Mieloma Multiplo. Gli esperti: “Le nuove terapie hanno migliorato l’aspettativa di vita, ma le criticità sono ancora molte”

Mieloma Multiplo. Gli esperti: “Le nuove terapie hanno migliorato l’aspettativa di vita, ma le criticità sono ancora molte”

Mieloma Multiplo. Gli esperti: “Le nuove terapie hanno migliorato l’aspettativa di vita, ma le criticità sono ancora molte”
Il Mieloma Multiplo, infatti, nonostante i notevoli miglioramenti in termini di aspettativa di vita dei pazienti, continua a presentare alcune barriere dal punto di vista della fruizione delle terapie, soprattutto quelle infusionali, che spesso comportano lunghi tempi di attesa e di permanenza in day hospital nelle strutture ospedaliere, e la cui grande efficacia può essere compromessa dalla difficoltà di accesso alle cure. Se ne è parlato oggi nel webinar, promosso dal CEIS-EEHTA.

“Il Mieloma Multiplo è tra le patologie oncoematologiche più comuni e con un forte impatto sociale per i pazienti e i caregiver. L’innovazione tecnologica in questi ultimi anni ha prodotto una notevole quantità di opzioni terapeutiche, comportando notevoli miglioramenti che hanno cambiato l’evoluzione della malattia e generato una nuova complessità gestionale nel percorso di cura. La conoscenza e la condivisione delle problematiche legate alla gestione delle nuove terapie è uno degli aspetti fondamentali per migliorare la qualità della vita di pazienti e caregiver”.

Lo ha spiegato Tommaso Caravita, Responsabile U.O.S.D. Ematologia dell’ASL Roma 1, intervenuto al webinar, promosso dal CEIS-EEHTA dell’Università degli Studi di Roma Tor Vergata e patrocinato dalla Sihta (Società Italiana di Health Technology Assessment) con la partecipazione di clinici, associazioni pazienti ed esponenti delle istituzioni, e realizzato con il contributo non condizionante di Sanofi, in cui è stato affrontato il tema della gestione della patologia, ottimizzazione delle risorse e qualità di vita.

Il Mieloma Multiplo, infatti, nonostante i notevoli miglioramenti in termini di aspettativa di vita dei pazienti, continua a presentare alcune barriere dal punto di vista della fruizione delle terapie, soprattutto quelle infusionali, che spesso comportano lunghi tempi di attesa e di permanenza in day hospital nelle strutture ospedaliere, e la cui grande efficacia può essere compromessa dalla difficoltà di accesso alle cure. Tutto ciò ha un impatto significativo su aderenza ed efficacia terapeutica, ma anche sulla conciliazione con le esigenze familiari e professionali del paziente.

L’incontro online è stato un’importante occasione di approfondimento e analisi dell’impatto sociale ed economico di questa malattia e dell’importanza di ottimizzare le risorse temporali e materiali nella sua gestione, per contribuire ad attutire i costi diretti e indiretti a carico del sistema sanitario, e a migliorare la qualità di vita del paziente.

All’esigenza di tenere in dovuta considerazione anche la dimensione psicologica e di garantire sostegno sociale, guarda il presidente nazionale dell’Associazione Italiana contro le Leucemie – Ail, Giuseppe Toro.

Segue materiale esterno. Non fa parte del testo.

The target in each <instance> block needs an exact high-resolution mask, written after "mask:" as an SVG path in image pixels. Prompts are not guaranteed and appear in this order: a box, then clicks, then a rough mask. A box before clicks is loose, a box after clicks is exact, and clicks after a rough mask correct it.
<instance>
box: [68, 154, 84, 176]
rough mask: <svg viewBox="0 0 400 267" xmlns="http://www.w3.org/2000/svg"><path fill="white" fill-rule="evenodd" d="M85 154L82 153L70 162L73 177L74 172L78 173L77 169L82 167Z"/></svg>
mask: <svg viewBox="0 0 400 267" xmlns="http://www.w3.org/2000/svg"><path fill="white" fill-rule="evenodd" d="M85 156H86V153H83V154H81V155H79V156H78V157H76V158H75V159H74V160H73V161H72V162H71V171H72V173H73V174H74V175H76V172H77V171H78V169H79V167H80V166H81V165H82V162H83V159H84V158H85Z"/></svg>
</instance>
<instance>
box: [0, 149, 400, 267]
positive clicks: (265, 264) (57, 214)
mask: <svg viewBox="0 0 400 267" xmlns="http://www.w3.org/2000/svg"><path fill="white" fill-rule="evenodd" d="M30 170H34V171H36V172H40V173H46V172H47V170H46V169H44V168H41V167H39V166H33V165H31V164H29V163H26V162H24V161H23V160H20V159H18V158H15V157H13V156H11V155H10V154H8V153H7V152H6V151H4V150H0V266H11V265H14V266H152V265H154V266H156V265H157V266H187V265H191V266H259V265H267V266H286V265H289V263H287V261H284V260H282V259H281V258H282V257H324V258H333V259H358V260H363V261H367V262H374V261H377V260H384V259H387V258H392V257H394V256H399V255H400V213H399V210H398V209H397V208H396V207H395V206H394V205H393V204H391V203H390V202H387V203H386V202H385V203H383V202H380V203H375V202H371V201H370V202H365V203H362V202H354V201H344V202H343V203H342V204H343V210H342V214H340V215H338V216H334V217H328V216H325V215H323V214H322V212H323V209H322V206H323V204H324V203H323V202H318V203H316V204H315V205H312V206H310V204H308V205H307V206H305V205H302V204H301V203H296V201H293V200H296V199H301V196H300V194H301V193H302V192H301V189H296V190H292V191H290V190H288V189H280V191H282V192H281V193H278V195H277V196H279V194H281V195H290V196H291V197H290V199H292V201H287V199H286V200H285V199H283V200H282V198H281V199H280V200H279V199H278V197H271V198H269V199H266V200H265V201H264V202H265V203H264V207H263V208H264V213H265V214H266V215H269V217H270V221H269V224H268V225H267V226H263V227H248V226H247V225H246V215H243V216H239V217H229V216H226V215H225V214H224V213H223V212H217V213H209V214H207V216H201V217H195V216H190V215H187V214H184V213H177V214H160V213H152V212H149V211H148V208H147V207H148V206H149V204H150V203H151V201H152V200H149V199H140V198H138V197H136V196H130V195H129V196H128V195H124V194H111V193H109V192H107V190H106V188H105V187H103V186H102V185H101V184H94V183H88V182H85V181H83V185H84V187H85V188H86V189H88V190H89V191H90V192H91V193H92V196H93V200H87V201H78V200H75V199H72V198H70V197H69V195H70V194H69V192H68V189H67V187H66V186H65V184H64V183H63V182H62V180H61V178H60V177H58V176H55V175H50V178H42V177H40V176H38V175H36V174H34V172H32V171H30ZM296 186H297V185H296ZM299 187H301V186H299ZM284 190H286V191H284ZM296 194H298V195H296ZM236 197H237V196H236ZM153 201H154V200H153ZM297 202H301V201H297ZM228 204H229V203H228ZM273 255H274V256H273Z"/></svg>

Si parla infatti di “pazienti che spesso presentano condizioni cliniche debilitanti e che minano fortemente la qualità di vita e le possibilità di accesso alle cure. Per questo, noi di Ail siamo particolarmente attenti a promuovere l’importanza dell’assistenza domiciliare, la creazione di corsie preferenziali per ridurre al minimo il soggiorno del paziente nelle strutture sanitarie e la presenza di un sostegno psicologico che vada a integrare la presa in carico”.

Parlare di gestione di una patologia vuol dire anche riflettere sull’ottimizzazione delle risorse impiegate: “Il Mieloma Multiplo è caratterizzato da un costo elevato della malattia rispetto ad altri tipi di cancro – dichiara Francesco Saverio Mennini, Research Director EEHTA del CEIS -. Questo costo è calcolato intorno ai € 10.438 annui per paziente, dei quali il 78% relativo a costi indiretti, dovuti ad assenteismo e presenteismo, e il 22% a costi diretti sanitari e non sanitari. Razionalizzare le risorse, e mettere in atto politiche di prevenzione dei ricoveri, può sicuramente migliorare l’efficienza del sistema di cure e assistenza nel suo complesso, e dunque la qualità di vita dei pazienti e dei loro familiari”.